6. Select Save. If the Non-Expiring Token option is selected and no token was generated, a token will be generated. The form will remain visible so that you can copy the newly generated token to provide it to the connecting application.

7. Select Save a second time to close the form.

Endpoint Information Stored in Secret Server

• SCIM Connector Endpoint Form

  

• Associated Secret Server Secret

  

The Advanced tab on the SCIM Connector Endpoint form allows specific mappings for permission to a container or privileged data. This mapping assists with the translation between applications. For example, an endpoint may use admin to define elevated permissions to a container or privileged data.

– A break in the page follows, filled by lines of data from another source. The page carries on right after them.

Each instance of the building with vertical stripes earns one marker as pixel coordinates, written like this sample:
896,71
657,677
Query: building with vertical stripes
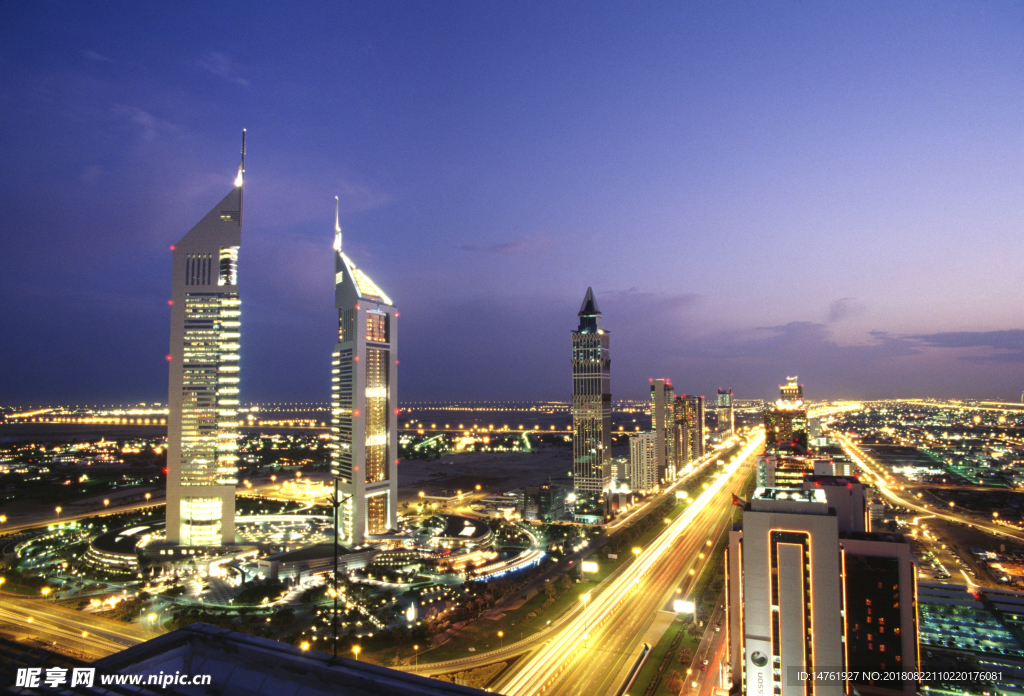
364,403
203,382
591,414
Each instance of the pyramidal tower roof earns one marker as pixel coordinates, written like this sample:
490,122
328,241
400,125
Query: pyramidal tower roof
350,283
589,307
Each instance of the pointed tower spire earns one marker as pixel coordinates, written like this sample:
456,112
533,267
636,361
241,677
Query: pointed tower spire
590,315
242,165
589,307
337,226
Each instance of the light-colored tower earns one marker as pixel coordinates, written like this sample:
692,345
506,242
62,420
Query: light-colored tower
689,421
591,412
662,423
726,421
808,586
364,402
203,392
643,462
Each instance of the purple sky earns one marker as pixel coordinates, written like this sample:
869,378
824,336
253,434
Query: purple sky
753,189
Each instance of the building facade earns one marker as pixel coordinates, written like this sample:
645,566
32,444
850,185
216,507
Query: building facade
364,403
792,391
805,591
689,428
726,418
203,381
643,462
591,414
663,423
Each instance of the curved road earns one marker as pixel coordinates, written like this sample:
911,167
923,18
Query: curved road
585,657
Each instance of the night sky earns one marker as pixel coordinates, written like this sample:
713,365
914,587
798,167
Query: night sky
834,190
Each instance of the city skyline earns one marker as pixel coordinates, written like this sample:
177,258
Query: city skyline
850,171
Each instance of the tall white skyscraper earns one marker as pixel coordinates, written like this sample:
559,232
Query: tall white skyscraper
364,402
662,423
203,393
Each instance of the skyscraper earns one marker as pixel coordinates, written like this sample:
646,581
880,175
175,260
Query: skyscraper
364,402
808,586
203,382
726,421
662,423
591,412
791,391
785,425
690,428
643,462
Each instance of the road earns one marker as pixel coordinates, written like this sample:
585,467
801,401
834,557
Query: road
702,679
529,643
882,480
584,657
83,635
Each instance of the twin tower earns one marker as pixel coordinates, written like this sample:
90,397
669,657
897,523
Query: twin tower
203,394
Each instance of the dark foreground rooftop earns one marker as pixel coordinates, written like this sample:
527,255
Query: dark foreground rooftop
237,664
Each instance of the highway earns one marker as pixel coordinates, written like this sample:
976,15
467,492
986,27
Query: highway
883,479
68,631
584,657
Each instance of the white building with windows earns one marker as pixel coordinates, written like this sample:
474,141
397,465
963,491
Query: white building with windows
364,403
203,391
643,462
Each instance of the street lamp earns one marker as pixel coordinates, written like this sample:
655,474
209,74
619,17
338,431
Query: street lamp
336,503
585,598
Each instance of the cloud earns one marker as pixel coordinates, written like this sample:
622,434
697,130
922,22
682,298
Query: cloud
151,125
522,248
93,55
221,64
842,308
1007,345
635,301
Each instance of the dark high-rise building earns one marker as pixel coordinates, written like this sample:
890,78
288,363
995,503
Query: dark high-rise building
807,586
591,414
364,400
792,391
203,393
726,420
689,430
546,503
663,424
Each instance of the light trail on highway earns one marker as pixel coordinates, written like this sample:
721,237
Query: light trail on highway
568,663
861,459
64,627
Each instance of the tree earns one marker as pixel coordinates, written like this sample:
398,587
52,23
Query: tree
684,656
674,682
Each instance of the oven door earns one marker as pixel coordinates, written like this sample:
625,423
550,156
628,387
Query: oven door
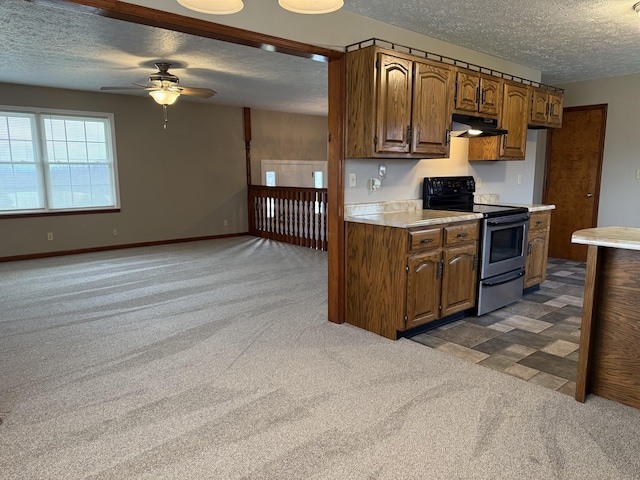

• Elevated permissions in Secret Server uses the Owner to define the required permission. To make endpoint permissions to Secret Server Permissions select Add Permission.
  
  

• The Add Permissions form will display 3 required fields. The Permission Description (Container or PrivilegedData), the value the Endpoint uses to define a permission, and the associated Secret Server value.

• To create a mapping select the permission (Container or Privileged Data) where a mapping is desired.

  

• Enter the Endpoint value to be mapped to the Secret Server value, and then select the desired Secret Server value.

  

  The allowable Secret Server values will change if Container Permission or Privileged Data Permission is selected.

• Continue to add mappings until all Endpoint values have been mapped to Secret Server values. Note that different endpoint values may be mapped to the same Secret Server Values. In the following example, both the Admin and PowerUser values have been mapped to the Owner for Container permission.

  

• The SCIM Connector defaults to View for both Container and PrivilegedData permissions. If a mapping is not found, the default value of View will be used with applying permissions within Secret Server.

• Once an Endpoint has been added, you can edit the endpoint information or delete the endpoint entirely from the SCIM Connector. Note that once an endpoint has been deleted or the token regenerated the old token will no longer be valid and the log may display unauthorized errors if the old token is used to connect to the SCIM Connector.

  When updating existing container permission or privileged data permission (PUT Request), you must add mapping for permissions under the Advanced tab or it will set the default permission value to (View).

• The SCIM Connector Configuration Settings view allows the SCIM Connector administrator to adjust global settings.